With regard to adherence to the study drugs, a total of 25% of the participants in the EMPA-REG OUTCOME trial and 29% in the CANVAS program discontinued their assigned treatment. In the EMPA-REG OUTCOME trial, the incidence of stroke showed a higher tendency in the analysis of the intent-to-treat population than in the on-treatment analysis. When administration of an SGLT2 inhibitor is stopped, several SGLT2 inhibitor-mediated favorable effects on metabolic and hemodynamic parameters might be eliminated (e.g., worsened glycemic control and decrease in hematocrit levels), followed by progression of distal peripheral arteriosclerosis prone to ischemia and foot ulcer, leading to possible increases in amputation. Although it is still not easy to determine or explain the specific reason for an increased frequency of amputation with canagliflozin treatment, more detailed statistical approaches considering the individual clinical course potentially involved in diabetes-related amputation should further help us to understand why and how its risk increased in the canagliflozin-treated population.
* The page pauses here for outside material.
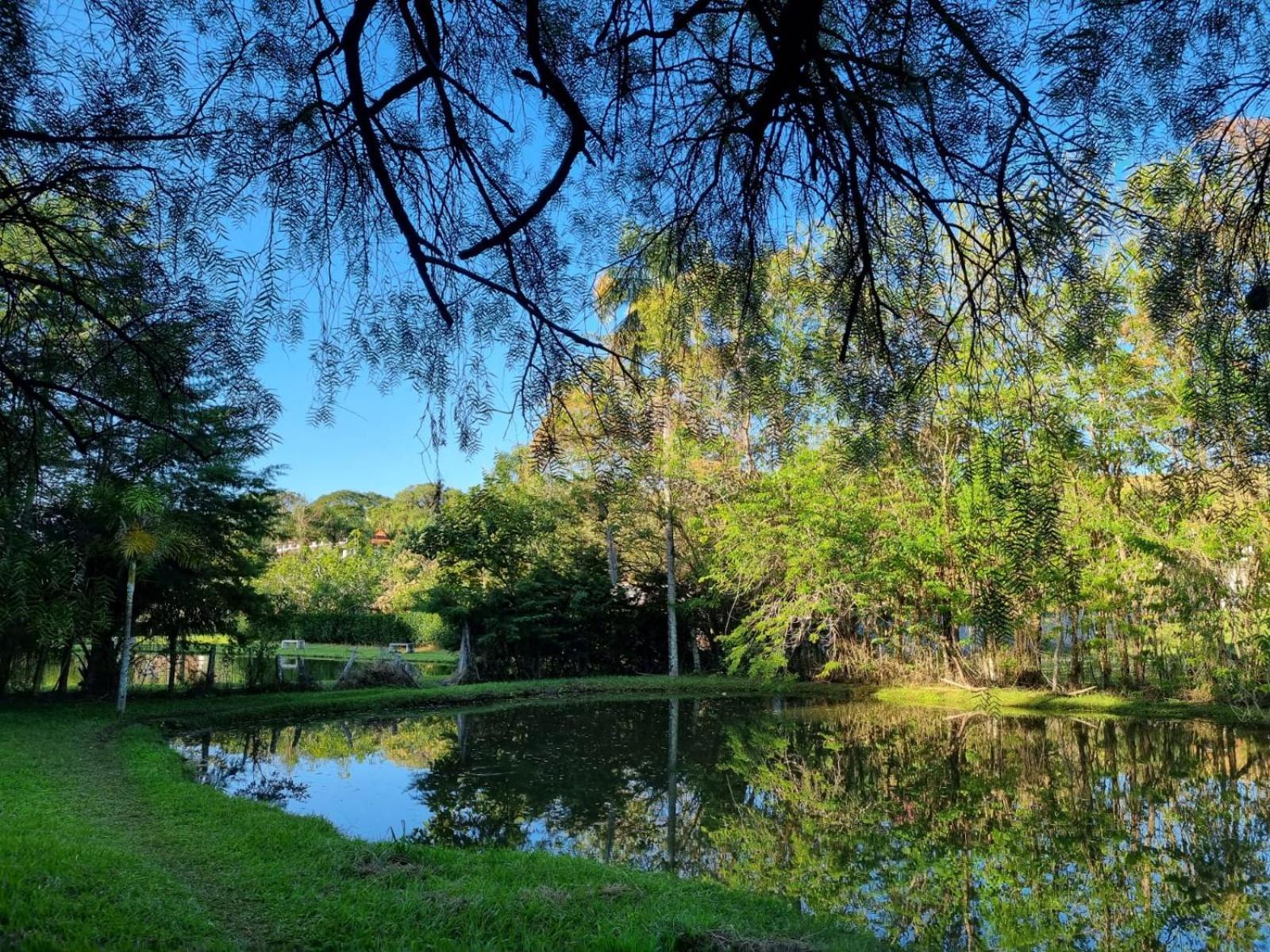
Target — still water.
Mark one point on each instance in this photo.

For clinicians, especially in the cardiovascular field, the emerging SGLT2 inhibitors should be a promising option to improve CV outcomes in the care of patients with T2D at high CV risk. If possible reason(s) for the increased risk of amputation with canagliflozin treatment are uncovered behind the large CV benefit, our understanding of SGLT2 inhibitors would be much better for providing effective and safe CV-diabetes care. The ultimate goal is to exploit the CV benefit of SGLT2 inhibitors, while avoiding adverse effects, for appropriate patients who need SGLT2 inhibitor-mediated CV benefits, because SGLT2 inhibitor treatment in the recent landmark studies markedly reduced the incidence of MACE paramount to the clinical outcomes.